さながら石碑の様に鎮座、もとい大地に突き刺さる大剣が映った。
「おおう? なんだい
「ん…? ああ、すまねぇ…勝手に触っちまって」
無意識に握り締めていた大剣の柄を離し、俺は話し掛けてきたドワーフの爺さんに視線を向けた。
「カッカッカ! そう慌てずともよいよい、どうせこの剣は置物と変わらんのじゃけ。 それより、もしも武器が入用ならそこにあるワシの武具屋を見ていかんかの? 」
「む、爺さんは武具屋をやっているのか」
「そうじゃ! ボンデ武具店と言ってな。 ここいらではそれなりに名の知れた店なのじゃよ」
初対面である爺さんの話を鵜呑みには出来ないが、せっかくの誘いを無下にする理由もない。
「それじゃ、せっかくだし。 今から少し覗かせてもらうぜ」
どうにも。
ふと視界に入ってきたこの大剣が気になって仕方がないのだが、地面に突き刺さっている物とはいえ勝手に待ち去るわけにもいかない。
(ダンジョンならともかく、流石に街中にある物を勝手に取ってったらマズいだろうしな…)
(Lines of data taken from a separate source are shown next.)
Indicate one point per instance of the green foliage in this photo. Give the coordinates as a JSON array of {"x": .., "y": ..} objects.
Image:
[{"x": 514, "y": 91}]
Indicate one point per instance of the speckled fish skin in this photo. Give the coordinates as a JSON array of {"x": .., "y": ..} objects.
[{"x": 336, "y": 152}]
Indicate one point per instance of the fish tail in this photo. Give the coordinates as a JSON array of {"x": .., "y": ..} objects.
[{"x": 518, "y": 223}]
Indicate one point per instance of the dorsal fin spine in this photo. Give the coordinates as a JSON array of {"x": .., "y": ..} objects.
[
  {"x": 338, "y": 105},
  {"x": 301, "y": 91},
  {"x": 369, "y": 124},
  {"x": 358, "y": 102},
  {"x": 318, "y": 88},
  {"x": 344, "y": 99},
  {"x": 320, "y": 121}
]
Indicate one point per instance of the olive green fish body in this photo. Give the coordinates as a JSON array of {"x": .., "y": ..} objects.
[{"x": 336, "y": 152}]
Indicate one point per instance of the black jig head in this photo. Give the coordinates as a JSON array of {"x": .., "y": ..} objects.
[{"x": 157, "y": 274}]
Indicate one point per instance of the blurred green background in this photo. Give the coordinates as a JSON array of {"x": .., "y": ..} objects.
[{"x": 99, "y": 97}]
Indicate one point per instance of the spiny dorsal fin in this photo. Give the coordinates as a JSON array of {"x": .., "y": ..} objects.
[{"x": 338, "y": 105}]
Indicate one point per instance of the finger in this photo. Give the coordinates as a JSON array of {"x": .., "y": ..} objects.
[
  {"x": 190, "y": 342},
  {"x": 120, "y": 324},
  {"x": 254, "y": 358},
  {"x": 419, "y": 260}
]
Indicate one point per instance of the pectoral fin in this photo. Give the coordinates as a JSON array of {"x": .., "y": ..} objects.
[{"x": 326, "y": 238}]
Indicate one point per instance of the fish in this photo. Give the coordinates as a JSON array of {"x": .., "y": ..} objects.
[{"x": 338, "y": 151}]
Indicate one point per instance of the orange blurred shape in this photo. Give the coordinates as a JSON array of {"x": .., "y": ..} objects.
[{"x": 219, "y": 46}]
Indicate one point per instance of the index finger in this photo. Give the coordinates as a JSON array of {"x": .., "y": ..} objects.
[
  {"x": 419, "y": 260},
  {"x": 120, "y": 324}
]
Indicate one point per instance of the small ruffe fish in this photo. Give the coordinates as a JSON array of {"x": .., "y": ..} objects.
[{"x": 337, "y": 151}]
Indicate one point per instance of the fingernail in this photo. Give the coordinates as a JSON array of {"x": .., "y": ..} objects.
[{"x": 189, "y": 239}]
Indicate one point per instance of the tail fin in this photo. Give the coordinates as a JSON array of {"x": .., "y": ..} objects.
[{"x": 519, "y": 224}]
「カカッ、お主もやはりソイツが気になるか! まあ、そのデカ物…大剣は今となっちゃぁこの都市の観光名所みたいなものじゃて。 引き抜こうとする者は後を絶たぬが、少しでも動いた試しはないわい」
「そうなのか…? さっき握った感じじゃ、意外と簡単に引き抜けそうだったんだが…」
「ガハハッ! どれ。 そう言うなら物は試しじゃ、思い切り引っ張って――
「いいのか? ……ふんッ! 」
「…………」
「…………ぬ、抜けちまったぞ爺さん」
「な、なんと……! コイツぁ、たまげた…」
大剣は地面を捲り上げ、あっさりと引き抜かれた。
呆然とする俺と、ドワーフの爺さん。
周りには騒ぎを聞きつけ、既に人だかりが出来始めていた。
「何という怪力だ…! 」
「きっと、彼は地竜様の使いなのよ…! 」
「……! 」
「……」
(おいおい、どうすんだコレ…! 今更地面に戻したところで……意味、ねぇよな…)
引き抜いてしまった以上はどうすることも出来ず。
片手で大剣を持ち上げたまま、この見知らぬ土地で唯一接点があるドワーフの爺さんに助けてくれと視線を送る俺であった。